The enzymatic reaction products of the substrates (including guaiacol, syringol and anisole) were monitored by Ultra Performance Liquid Chromatography(UPLC)-MS. The products were analyzed in a SHIMADZU LC-20AD/AB SCIEX QTRAP 5500 system, using a reverse-phase C18 column (CAPCELL PAK C18 MGII 5.0 μm, 2.0 mm × 150 mm) at 25 °C and a flow rate of 0.5 mL min−1. The change of mobile phase (water: eluent A; acetonitrile: eluent B) along time was shown below: 0–2.5 min: 95%A/5%B, 2.6–5 min: 80%A/20%B, 5.1–7.5 min: 50%A/50%B, 7.6–10 min: 10%A/90%B, 10.1–13 min: 95%A/5%B. The mass spectrometer was operated in the negative ion mode.

3.2.6. 1 H NMR Spectroscopy

Next, we isolated the O-demethylation product of guaiacol, syringol and anisole. The solution after the reaction was extracted with trichloromethane, which was then separated by a TLC plate (20 cm × 20 cm; 1.5 mm thickness) using a solvent system of petroleum ether and ethyl acetate (v/v =5:1). The chromatogram was visualized under 254 nm, and the corresponding dot on the plate was scratched and dissolved in HPLC grade methanol and centrifuged at 12,000 rpm for 15 min in order to remove silica. The supernatant was collected, filtered through a 0.22 μm filter, and dried under reduced pressure for the 1 H NMR experiments.

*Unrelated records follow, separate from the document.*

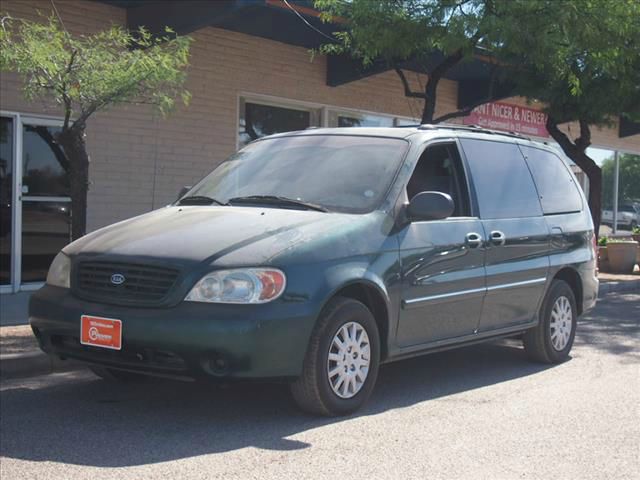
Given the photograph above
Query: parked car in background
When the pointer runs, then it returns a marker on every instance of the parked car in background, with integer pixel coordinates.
(628, 216)
(313, 257)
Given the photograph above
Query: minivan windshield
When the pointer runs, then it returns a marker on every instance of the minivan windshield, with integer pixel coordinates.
(328, 172)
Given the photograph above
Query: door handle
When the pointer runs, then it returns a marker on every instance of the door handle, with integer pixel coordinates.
(498, 238)
(473, 239)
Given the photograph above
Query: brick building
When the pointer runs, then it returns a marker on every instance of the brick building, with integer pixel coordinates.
(250, 67)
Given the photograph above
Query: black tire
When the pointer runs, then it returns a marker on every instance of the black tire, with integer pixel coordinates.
(538, 341)
(312, 390)
(121, 376)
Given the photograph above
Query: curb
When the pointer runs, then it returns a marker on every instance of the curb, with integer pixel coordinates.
(618, 287)
(33, 363)
(30, 364)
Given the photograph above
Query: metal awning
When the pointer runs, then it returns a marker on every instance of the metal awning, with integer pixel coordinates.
(296, 22)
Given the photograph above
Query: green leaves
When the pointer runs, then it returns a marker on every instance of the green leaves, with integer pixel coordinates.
(90, 73)
(580, 57)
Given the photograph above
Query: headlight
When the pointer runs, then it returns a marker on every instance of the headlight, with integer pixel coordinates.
(59, 271)
(245, 285)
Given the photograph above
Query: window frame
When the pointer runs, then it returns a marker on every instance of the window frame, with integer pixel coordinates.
(323, 110)
(564, 164)
(17, 197)
(474, 192)
(466, 185)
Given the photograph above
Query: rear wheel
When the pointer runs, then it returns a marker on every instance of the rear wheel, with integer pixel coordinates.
(341, 364)
(552, 339)
(113, 375)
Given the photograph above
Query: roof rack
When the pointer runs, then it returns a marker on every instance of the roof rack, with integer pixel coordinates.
(470, 128)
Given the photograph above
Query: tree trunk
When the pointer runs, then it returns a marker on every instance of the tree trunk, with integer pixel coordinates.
(73, 142)
(594, 174)
(576, 151)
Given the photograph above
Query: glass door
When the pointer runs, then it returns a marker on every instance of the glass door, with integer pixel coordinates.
(46, 215)
(7, 152)
(35, 216)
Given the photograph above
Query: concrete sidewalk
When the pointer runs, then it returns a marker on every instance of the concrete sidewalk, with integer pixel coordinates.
(20, 355)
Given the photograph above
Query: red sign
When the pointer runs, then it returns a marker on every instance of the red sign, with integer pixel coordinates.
(510, 118)
(101, 332)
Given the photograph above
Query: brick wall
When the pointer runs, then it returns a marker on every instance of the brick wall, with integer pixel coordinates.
(139, 160)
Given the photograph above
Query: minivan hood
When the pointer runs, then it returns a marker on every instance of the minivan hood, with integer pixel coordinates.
(195, 234)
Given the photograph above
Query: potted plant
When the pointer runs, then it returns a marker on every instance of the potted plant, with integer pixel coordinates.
(603, 258)
(622, 255)
(635, 233)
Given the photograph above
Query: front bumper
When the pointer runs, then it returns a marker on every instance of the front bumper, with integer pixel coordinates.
(193, 340)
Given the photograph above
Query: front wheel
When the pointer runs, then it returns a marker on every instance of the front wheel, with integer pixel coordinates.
(552, 339)
(341, 364)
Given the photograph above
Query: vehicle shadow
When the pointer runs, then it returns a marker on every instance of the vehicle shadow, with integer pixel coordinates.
(614, 327)
(90, 422)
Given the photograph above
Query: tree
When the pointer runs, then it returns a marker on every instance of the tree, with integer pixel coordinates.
(435, 35)
(87, 74)
(584, 66)
(629, 185)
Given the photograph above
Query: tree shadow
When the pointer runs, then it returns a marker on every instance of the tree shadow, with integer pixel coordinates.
(614, 327)
(91, 422)
(85, 421)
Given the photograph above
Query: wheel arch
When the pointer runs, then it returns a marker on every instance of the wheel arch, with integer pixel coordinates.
(375, 299)
(572, 277)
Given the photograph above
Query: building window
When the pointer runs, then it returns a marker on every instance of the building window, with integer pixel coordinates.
(35, 215)
(351, 119)
(356, 119)
(259, 119)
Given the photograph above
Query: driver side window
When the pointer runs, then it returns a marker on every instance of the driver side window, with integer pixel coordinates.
(439, 169)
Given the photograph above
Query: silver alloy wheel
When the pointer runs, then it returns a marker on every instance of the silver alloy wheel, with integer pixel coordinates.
(561, 323)
(348, 360)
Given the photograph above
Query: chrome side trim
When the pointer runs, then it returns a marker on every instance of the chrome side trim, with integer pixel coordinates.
(443, 296)
(524, 283)
(432, 298)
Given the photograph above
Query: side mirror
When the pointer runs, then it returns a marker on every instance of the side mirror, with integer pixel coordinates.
(183, 191)
(430, 206)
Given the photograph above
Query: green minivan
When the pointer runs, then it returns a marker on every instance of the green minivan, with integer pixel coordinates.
(314, 257)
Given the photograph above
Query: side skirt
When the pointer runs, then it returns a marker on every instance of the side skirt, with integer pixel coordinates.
(459, 342)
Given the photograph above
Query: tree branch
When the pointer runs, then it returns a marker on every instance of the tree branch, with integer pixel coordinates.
(405, 84)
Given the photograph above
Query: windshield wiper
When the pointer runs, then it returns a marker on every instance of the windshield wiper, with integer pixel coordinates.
(276, 200)
(199, 200)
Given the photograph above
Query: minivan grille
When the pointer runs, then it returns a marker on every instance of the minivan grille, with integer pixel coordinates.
(123, 283)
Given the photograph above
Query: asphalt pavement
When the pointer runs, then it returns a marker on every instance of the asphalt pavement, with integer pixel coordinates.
(480, 412)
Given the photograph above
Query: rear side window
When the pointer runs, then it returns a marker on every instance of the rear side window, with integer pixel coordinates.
(556, 187)
(502, 181)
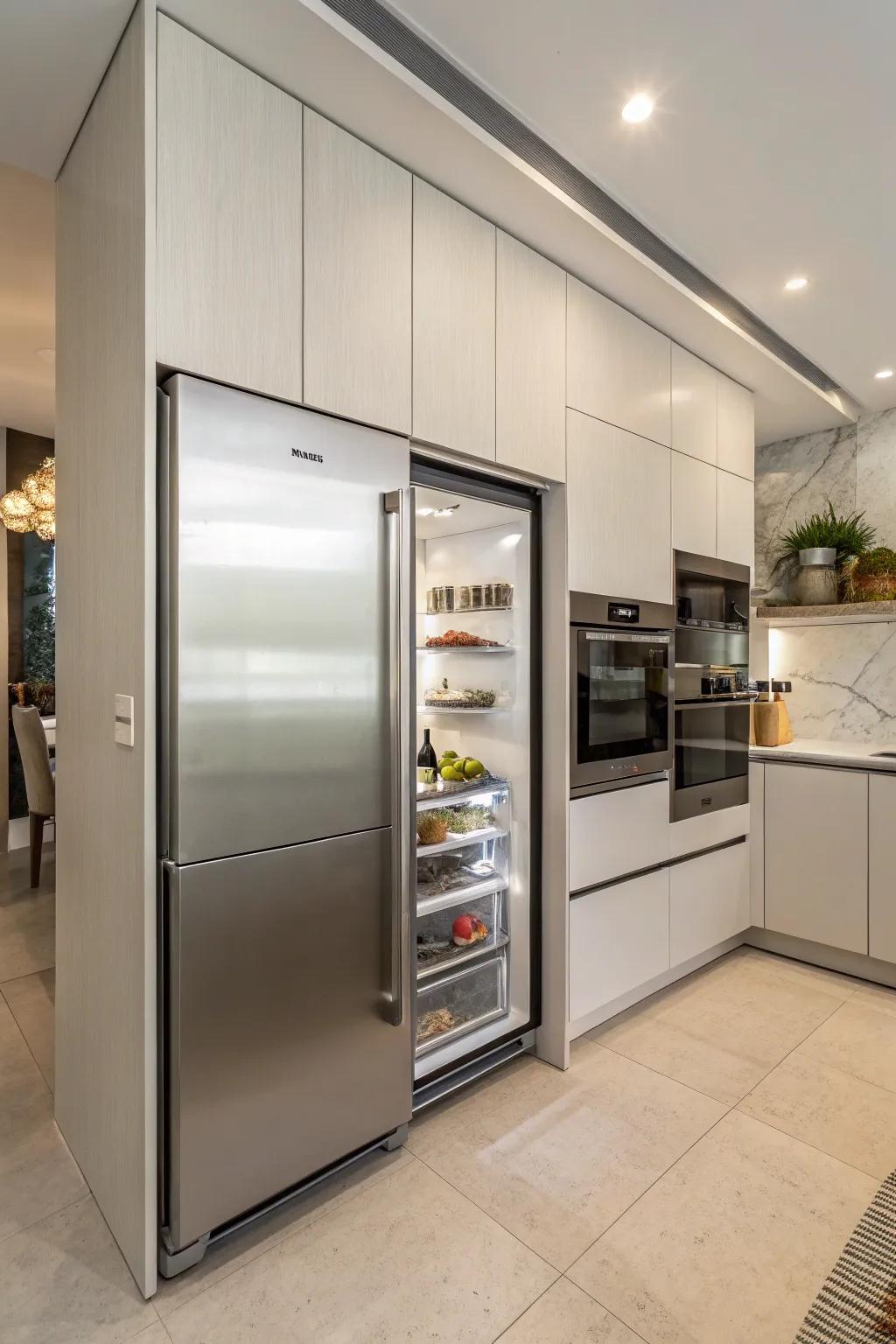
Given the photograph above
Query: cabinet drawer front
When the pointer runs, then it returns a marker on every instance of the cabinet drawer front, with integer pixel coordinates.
(618, 940)
(620, 832)
(708, 900)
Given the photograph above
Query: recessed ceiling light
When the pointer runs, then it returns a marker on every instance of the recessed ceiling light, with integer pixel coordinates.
(639, 108)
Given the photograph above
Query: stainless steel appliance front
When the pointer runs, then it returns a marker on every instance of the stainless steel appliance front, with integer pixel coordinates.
(621, 690)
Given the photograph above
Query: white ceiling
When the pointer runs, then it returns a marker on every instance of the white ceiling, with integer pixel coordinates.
(771, 150)
(25, 300)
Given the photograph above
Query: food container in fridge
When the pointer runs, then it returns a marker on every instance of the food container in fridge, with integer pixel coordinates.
(444, 920)
(461, 1002)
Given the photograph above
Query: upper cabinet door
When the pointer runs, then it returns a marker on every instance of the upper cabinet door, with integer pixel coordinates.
(531, 360)
(618, 368)
(453, 324)
(620, 512)
(358, 278)
(228, 220)
(735, 538)
(737, 436)
(693, 406)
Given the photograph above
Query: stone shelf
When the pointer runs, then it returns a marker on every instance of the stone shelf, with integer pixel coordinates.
(843, 613)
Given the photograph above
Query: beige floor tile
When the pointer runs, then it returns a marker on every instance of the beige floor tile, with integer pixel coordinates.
(833, 1110)
(431, 1128)
(32, 1003)
(409, 1260)
(860, 1040)
(732, 1243)
(560, 1161)
(253, 1241)
(63, 1280)
(564, 1314)
(723, 1030)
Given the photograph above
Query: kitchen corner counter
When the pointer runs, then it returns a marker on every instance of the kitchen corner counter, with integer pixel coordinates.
(853, 756)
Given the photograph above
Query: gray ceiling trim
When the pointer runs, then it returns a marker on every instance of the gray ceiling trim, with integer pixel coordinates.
(381, 25)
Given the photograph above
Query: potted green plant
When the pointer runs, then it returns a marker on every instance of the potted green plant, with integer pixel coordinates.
(818, 549)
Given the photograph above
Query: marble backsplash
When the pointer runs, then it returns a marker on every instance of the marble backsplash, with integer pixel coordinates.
(844, 676)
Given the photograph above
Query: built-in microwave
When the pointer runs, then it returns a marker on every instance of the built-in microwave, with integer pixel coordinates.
(621, 692)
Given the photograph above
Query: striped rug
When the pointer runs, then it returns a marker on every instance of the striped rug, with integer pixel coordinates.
(858, 1303)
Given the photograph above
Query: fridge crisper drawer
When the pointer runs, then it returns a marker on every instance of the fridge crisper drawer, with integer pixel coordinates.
(436, 947)
(459, 1003)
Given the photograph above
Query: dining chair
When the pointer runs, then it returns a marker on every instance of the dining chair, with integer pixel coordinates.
(40, 785)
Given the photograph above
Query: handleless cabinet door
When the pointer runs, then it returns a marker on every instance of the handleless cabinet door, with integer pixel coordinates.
(693, 406)
(737, 436)
(817, 854)
(358, 278)
(228, 220)
(618, 368)
(620, 512)
(693, 506)
(735, 538)
(453, 324)
(531, 360)
(881, 865)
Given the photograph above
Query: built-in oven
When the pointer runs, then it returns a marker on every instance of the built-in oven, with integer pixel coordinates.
(621, 667)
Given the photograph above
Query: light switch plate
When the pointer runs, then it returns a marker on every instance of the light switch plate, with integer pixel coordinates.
(125, 719)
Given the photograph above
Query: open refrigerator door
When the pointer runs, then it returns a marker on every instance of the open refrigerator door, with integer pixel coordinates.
(477, 815)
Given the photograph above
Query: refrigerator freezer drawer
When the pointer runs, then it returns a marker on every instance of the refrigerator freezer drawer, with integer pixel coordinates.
(281, 1048)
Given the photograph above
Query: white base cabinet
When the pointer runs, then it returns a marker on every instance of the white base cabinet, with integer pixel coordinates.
(618, 940)
(816, 840)
(708, 900)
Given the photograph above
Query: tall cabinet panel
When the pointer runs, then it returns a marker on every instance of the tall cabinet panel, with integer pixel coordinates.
(358, 278)
(620, 512)
(453, 324)
(531, 360)
(228, 220)
(618, 368)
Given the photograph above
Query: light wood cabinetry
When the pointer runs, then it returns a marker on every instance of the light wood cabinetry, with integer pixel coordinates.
(816, 840)
(708, 900)
(529, 360)
(620, 511)
(618, 832)
(693, 406)
(737, 434)
(881, 865)
(618, 368)
(228, 220)
(618, 940)
(453, 324)
(358, 278)
(693, 506)
(735, 539)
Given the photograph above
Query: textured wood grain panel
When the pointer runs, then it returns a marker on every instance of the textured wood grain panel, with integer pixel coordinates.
(453, 324)
(105, 794)
(358, 278)
(230, 220)
(531, 360)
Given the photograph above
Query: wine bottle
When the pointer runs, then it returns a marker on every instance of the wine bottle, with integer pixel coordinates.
(426, 761)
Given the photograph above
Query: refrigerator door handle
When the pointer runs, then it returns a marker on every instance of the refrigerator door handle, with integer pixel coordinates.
(394, 506)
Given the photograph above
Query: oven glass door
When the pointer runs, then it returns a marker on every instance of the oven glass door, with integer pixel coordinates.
(712, 742)
(622, 697)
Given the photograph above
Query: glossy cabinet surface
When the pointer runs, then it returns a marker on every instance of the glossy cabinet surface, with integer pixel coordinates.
(529, 360)
(358, 278)
(620, 511)
(228, 220)
(453, 324)
(618, 368)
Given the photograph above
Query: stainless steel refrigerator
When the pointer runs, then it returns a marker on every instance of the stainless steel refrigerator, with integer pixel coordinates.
(285, 836)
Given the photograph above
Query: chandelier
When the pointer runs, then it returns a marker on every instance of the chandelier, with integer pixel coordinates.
(34, 507)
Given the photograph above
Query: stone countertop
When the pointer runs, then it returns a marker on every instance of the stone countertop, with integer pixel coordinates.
(853, 756)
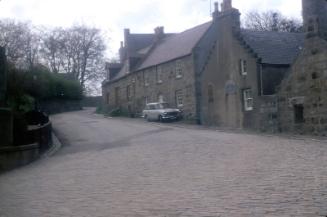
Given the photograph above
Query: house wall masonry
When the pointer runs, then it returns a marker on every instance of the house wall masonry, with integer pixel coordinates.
(223, 77)
(133, 91)
(302, 98)
(303, 95)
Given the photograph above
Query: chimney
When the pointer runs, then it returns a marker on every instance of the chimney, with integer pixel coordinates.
(159, 33)
(226, 5)
(122, 52)
(215, 13)
(314, 14)
(126, 37)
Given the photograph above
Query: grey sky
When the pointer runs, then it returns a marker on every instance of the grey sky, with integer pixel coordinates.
(138, 15)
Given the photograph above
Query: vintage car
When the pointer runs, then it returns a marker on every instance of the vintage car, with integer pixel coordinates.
(160, 111)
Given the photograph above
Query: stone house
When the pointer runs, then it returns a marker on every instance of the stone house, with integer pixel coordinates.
(303, 94)
(221, 74)
(239, 80)
(154, 67)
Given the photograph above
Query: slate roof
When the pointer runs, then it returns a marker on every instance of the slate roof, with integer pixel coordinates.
(274, 47)
(175, 46)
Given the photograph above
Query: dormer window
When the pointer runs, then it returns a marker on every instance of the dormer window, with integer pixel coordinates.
(159, 74)
(178, 69)
(146, 80)
(243, 67)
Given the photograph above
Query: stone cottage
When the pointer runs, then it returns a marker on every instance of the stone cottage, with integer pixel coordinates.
(239, 80)
(221, 74)
(155, 67)
(303, 94)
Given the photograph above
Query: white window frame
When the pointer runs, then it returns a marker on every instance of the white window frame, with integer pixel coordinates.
(146, 80)
(248, 99)
(178, 69)
(160, 98)
(243, 65)
(159, 74)
(179, 98)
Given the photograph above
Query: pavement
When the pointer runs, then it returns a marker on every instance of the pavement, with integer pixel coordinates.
(132, 168)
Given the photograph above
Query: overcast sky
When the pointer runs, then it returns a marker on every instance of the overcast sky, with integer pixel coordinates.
(138, 15)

The 1H NMR spectra of the products were recorded on a Bruker Advance III 600 MHz spectrometer in CDCl3 at 298 K.

4. Conclusions

In summary, through the rearrangement of amino acids in the active site, we successfully constructed a highly selective peroxygenase system based on P450BM3 for the O-demethylation of various aromatic ethers. Compared with previous P450BM3 mutants that do not possess high activity and selectivity to O-demethylation of guaiacol, the combination of F87A/V78A/T268I/A264G and Im-C6-Phe removed this barrier and exhibited TON of 839 to guaiacol with 100% selectivity. From the perspective of selectivity, this TON is approximately eight times higher than that of F87A/T268A (TON: 96), which showed the highest activity in mutants with 100% selectivity of previous study [21]. However, from the perspective of O-demethylation activity, the best mutant (F87A/V78A/T268I/A264G) in this study was only 56% higher than F87A (TON: 539, selectivity: 61%), which is the best mutant in previous study [21]. In addition, the mutants devised here also exhibited improved catalytic ability to syringol. Our research has only made phased progress, but the use of H2O2 as an oxidant to convert lignin monomers has a broad prospect from the economic viewpoint. Further optimization of the P450 peroxygenase system could be realized by protein engineering or by a combination with the in situ formation of H2O2 to control its instantaneous concentration [26,27,28], which is now underway in our laboratory.